Wassila. B
Le pôle scientifique et technologique « Chahid Abdelhafid Ihaddaden » de Sidi Abdellah n’est plus seulement un sanctuaire du savoir théorique ; il est devenu l’épicentre d’une révolution silencieuse mais déterminée. En inaugurant la première édition du Salon des produits des programmes nationaux de recherche, le gouvernement algérien a envoyé un signal fort : l’heure est à la conversion du génie scientifique en valeur ajoutée économique. Cet événement ne se contente pas d’exposer des prototypes ; il consacre le passage définitif de l’Algérie vers une « économie de la connaissance » où le chercheur se mue en entrepreneur. L’image est symbolique : trois ministres (Enseignement supérieur, Industrie pharmaceutique, et Économie de la connaissance) alignés aux côtés du patron de l’Agence algérienne de promotion de l’investissement (AAPI). Cette intersectorialité n’est pas fortuite. Elle illustre la volonté de briser les silos bureaucratiques pour bâtir un écosystème intégré. Comme l’a souligné Kamel Baddari, la vision stratégique 2024-2029 repose sur un trépied vital : la sécurité alimentaire, énergétique et sanitaire.
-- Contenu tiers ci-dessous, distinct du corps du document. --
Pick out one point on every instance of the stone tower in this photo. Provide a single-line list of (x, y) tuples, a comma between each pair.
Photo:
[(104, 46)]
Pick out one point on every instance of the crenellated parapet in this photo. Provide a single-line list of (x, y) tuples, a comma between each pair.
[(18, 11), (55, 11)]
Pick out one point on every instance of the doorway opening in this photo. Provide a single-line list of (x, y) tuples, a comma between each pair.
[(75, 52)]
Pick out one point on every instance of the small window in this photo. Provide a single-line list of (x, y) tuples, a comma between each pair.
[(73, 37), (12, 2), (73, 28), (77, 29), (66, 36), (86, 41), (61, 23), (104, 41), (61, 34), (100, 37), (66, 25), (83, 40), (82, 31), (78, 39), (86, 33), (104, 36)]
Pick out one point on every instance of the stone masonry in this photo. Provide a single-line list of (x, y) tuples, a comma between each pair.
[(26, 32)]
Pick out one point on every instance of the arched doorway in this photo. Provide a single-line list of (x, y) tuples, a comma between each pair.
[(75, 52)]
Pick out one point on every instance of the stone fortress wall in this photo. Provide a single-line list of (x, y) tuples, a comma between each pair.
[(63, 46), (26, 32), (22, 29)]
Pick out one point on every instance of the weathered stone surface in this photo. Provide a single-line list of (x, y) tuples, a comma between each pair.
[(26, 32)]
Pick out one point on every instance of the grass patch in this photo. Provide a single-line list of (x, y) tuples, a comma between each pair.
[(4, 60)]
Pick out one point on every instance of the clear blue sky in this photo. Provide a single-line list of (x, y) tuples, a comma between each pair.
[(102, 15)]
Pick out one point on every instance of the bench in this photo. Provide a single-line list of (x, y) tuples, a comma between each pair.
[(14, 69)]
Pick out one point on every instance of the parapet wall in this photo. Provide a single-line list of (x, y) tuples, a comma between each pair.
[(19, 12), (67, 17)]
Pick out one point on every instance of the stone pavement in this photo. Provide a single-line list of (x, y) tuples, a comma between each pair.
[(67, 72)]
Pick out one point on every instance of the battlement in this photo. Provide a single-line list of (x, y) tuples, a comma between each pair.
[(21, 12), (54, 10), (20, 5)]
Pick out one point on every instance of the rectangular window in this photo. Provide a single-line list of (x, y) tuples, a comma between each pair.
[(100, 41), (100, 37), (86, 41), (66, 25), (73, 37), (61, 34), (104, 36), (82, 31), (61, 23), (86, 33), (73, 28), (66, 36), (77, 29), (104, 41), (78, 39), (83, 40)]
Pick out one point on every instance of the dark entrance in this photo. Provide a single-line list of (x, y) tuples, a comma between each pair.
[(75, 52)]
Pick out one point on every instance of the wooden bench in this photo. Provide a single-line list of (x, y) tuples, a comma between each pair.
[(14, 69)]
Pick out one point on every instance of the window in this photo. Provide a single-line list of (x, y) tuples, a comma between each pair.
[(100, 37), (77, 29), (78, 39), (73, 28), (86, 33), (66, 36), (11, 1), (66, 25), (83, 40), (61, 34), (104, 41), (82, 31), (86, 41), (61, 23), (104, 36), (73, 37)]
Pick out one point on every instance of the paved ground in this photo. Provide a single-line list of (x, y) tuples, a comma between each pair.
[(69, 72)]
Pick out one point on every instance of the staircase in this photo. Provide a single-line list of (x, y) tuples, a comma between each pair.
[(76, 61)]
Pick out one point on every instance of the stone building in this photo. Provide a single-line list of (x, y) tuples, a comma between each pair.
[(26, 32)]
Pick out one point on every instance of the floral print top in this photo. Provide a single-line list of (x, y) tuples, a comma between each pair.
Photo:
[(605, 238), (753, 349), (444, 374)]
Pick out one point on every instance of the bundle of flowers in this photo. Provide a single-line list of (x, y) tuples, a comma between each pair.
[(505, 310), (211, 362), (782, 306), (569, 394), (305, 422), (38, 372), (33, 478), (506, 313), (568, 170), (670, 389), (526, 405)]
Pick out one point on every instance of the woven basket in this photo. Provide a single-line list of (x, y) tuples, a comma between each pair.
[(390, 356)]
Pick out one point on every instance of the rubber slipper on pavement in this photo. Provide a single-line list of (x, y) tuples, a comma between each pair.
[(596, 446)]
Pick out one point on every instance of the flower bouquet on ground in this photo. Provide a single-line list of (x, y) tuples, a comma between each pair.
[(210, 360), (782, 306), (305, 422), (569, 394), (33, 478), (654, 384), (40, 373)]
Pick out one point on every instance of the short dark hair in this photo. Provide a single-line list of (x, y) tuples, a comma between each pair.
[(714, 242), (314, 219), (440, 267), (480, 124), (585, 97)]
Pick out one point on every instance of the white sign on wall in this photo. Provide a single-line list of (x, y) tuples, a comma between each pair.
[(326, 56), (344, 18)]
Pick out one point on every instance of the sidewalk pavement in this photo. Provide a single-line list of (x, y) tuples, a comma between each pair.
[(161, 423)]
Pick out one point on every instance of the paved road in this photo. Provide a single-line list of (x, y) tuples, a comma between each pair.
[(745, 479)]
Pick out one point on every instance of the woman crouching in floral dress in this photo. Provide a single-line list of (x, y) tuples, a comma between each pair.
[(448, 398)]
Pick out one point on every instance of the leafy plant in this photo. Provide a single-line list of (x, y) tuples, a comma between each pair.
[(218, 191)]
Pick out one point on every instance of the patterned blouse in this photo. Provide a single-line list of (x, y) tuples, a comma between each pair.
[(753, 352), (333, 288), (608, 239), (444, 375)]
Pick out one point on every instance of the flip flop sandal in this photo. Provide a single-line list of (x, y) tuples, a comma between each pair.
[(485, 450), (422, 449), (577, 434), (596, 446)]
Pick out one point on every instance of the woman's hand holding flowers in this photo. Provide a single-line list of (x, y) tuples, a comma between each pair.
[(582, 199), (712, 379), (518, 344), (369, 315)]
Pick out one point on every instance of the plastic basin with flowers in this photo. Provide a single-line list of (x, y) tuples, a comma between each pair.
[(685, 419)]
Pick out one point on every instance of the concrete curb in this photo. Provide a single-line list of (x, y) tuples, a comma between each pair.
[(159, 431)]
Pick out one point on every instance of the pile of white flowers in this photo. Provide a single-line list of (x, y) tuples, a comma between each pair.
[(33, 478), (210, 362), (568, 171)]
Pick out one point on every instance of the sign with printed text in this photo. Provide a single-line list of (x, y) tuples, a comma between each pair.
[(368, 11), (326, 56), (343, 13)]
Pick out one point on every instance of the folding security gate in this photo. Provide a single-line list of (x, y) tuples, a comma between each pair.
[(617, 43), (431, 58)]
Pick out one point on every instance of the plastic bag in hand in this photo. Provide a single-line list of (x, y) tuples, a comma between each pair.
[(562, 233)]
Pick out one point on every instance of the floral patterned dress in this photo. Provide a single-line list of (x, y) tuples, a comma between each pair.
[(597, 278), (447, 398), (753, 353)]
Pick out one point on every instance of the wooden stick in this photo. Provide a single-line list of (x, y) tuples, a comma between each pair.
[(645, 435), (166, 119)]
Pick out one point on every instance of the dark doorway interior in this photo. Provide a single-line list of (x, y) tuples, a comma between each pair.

Dans un monde instable, la recherche appliquée n’est plus un luxe académique, mais le bouclier de la souveraineté nationale.
Les chiffres parlent d’eux-mêmes. Passer de 35 projets l’an dernier à 68 cette année témoigne d’une accélération fulgurante. Ce doublement de la production scientifique valorisable prouve que le message a été reçu par les laboratoires : l’innovation doit répondre à un besoin, combler une lacune du marché ou substituer une importation. C’est particulièrement vrai dans le secteur stratégique de l’industrie pharmaceutique. En ciblant les médicaments biotechnologiques, les traitements contre le cancer et les maladies rares, l’Algérie ne cherche pas seulement à réduire sa facture d’importation, elle ambitionne de rejoindre le club restreint des nations productrices de haute technologie médicale.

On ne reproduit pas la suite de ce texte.